According to USDA documents, the new rule is the result of a department-wide review of all policies concerning SNAP benefits for able-bodied adults without dependents, which the USDA undertook in response to an executive order President Donald Trump signed in April 2018. This order provided a list of “Principles of Economic Mobility” to inform and guide program administration, and directed federal agencies to review regulations and guidance documents to advance these objectives, consistent with the principles of increasing self-sufficiency, well-being and economic mobility.

“The time limit and work requirement for ABAWDs (able-bodied adults without dependents) in SNAP clearly align with E.O. 13828 and the Department’s shared principle that those who can work — adults who are able-bodied and do not have dependent care responsibilities — should work or participate in a work program, as a condition of receiving their benefits,” the rule states.

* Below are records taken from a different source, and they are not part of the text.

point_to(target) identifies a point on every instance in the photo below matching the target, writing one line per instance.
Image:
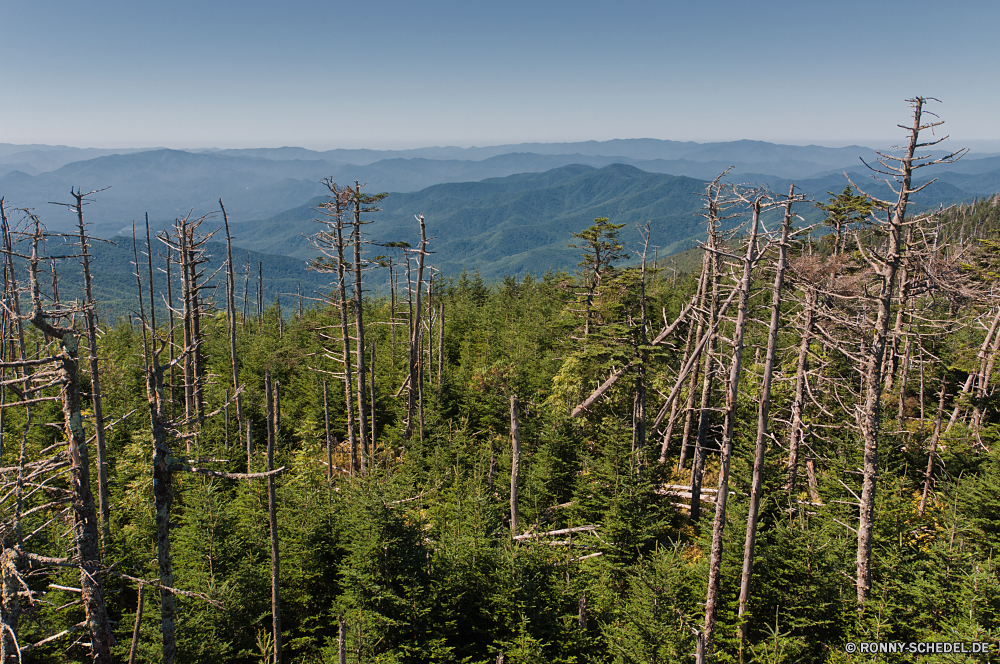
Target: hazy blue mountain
(521, 223)
(166, 184)
(42, 158)
(114, 280)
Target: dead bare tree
(763, 410)
(81, 199)
(331, 242)
(897, 172)
(413, 390)
(85, 522)
(758, 202)
(165, 464)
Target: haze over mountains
(504, 209)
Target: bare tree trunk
(135, 629)
(870, 412)
(693, 382)
(515, 462)
(329, 443)
(414, 388)
(341, 639)
(359, 327)
(639, 427)
(90, 317)
(85, 523)
(763, 412)
(371, 402)
(935, 437)
(440, 342)
(345, 334)
(704, 652)
(802, 367)
(231, 314)
(272, 513)
(704, 418)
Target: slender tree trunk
(272, 513)
(704, 418)
(359, 328)
(440, 341)
(515, 462)
(870, 411)
(414, 388)
(90, 317)
(231, 315)
(693, 381)
(346, 335)
(341, 639)
(935, 437)
(704, 652)
(85, 523)
(371, 402)
(135, 629)
(795, 434)
(763, 412)
(329, 443)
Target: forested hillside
(787, 449)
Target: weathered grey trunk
(704, 414)
(801, 376)
(871, 408)
(90, 318)
(706, 267)
(935, 437)
(346, 335)
(763, 411)
(359, 334)
(231, 314)
(704, 652)
(162, 481)
(515, 462)
(341, 639)
(414, 364)
(85, 521)
(272, 514)
(329, 443)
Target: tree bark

According to a document that Franklin Social Services distributed to current SNAP recipients, the change in policy impacts only those ages 18-49, with exemptions to the three-month cap and work requirement still available to those who are permanently disabled, temporarily disabled or unable to work because of a medical condition, living in a household with children under 18, caring for someone who is sick or disabled, pregnant, in school, receiving or applying for unemployment benefits or participating in a drug or alcohol treatment and rehabilitation program.

To meet the 20-hour-per-week work requirement, SNAP recipients must earn pay, work in exchange for a benefit such as rent, work in an unpaid volunteer position, participate in an employment services program operated by the Virginia Department of Social Services, participate in a work program administered by an agency other than Social Services or any combination of the above.

According to the Food and Nutrition Services website, an individual who qualifies for SNAP can receive up to $194 each month via an electronic benefits transfer card, which works like a debit card, while a household of three can receive up to $509 each month. SNAP benefits can be used to buy fruits and vegetables, meat, poultry and fish, dairy products, breads and cereals, snacks and non-alcoholic beverages and seeds and plants that produce food. Benefits cannot be used to purchase alcohol, tobacco products, vitamins, medicines or supplements, live animals, prepared foods for immediate consumption, hot foods or non-food items.